UK Police “digital strip search”
Big Brother Watch
Privacy and data protection
In 2019, the UK Police brought in new regulations on how police officers should gather data-based evidence to investigate certain criminal cases. Under the policy, police can request that the victims of crime, including victims of sexual violence, give consent to the full download of their mobile phone and social media data. Police officers were informing victims that, should they not provide consent to this data extraction, they ran the risk of the investigation into their complaint being dropped. BBW refers to this as a “digital strip search.”
DFF supported Big Brother Watch to gather evidence and prepare an expert statement to assist and strengthen a legal challenge to this policy brought by two victims of rape, represented by the Centre for Women’s Justice.
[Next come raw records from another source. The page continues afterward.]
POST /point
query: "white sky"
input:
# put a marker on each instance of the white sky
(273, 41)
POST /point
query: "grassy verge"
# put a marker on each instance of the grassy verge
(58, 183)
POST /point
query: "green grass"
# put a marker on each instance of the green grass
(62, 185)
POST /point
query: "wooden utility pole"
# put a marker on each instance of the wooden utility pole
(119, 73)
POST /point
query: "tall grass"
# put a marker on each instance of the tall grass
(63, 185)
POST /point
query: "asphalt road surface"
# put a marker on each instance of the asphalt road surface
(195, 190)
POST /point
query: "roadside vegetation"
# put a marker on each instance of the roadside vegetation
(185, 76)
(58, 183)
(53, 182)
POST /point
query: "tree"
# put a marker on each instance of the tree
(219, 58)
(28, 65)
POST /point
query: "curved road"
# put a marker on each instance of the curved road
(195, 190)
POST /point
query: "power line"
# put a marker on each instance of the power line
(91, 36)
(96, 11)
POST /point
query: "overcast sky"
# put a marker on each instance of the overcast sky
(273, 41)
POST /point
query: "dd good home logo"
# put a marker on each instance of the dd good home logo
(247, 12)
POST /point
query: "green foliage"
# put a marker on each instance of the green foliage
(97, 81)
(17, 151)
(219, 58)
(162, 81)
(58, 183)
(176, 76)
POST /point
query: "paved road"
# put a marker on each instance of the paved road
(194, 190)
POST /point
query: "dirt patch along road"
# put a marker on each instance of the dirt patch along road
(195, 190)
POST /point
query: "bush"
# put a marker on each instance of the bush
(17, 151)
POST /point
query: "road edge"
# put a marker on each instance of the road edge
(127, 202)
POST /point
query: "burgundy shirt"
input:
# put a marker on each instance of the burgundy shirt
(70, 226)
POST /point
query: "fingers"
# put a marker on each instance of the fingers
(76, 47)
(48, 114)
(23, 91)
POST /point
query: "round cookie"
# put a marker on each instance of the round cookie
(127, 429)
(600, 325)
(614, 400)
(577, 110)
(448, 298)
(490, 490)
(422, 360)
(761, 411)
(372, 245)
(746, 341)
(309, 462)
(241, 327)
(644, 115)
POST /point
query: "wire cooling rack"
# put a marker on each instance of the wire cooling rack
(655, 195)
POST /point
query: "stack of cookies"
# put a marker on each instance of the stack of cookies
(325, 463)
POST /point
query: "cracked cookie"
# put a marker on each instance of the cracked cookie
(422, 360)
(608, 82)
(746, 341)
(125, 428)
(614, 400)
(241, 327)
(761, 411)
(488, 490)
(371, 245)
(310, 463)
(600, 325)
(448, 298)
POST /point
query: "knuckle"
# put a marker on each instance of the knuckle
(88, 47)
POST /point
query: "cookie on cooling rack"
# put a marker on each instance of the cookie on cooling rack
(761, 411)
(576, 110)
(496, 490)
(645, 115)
Big Brother Watch fed their expertise and research into the claimant’s pre-litigation correspondence and supported the litigation with an advocacy campaign
In July 2020, before the court hearing took place, the UK Police announced they would revoke the “digital strip search” policy and would draft an interim policy that limits police access to the digital devices of victims.
Big Brother Watch are now working with all the stakeholders involved on a long-term policy that better protects victim privacy.
"Police can request that the victims of crime, including victims of sexual violence, give consent to the full download of their mobile phone and social media data."
That the UK Police reform their regulations for collecting data-based evidence to better protect victims of crime from unjustified digital intrusion and invasive data collection.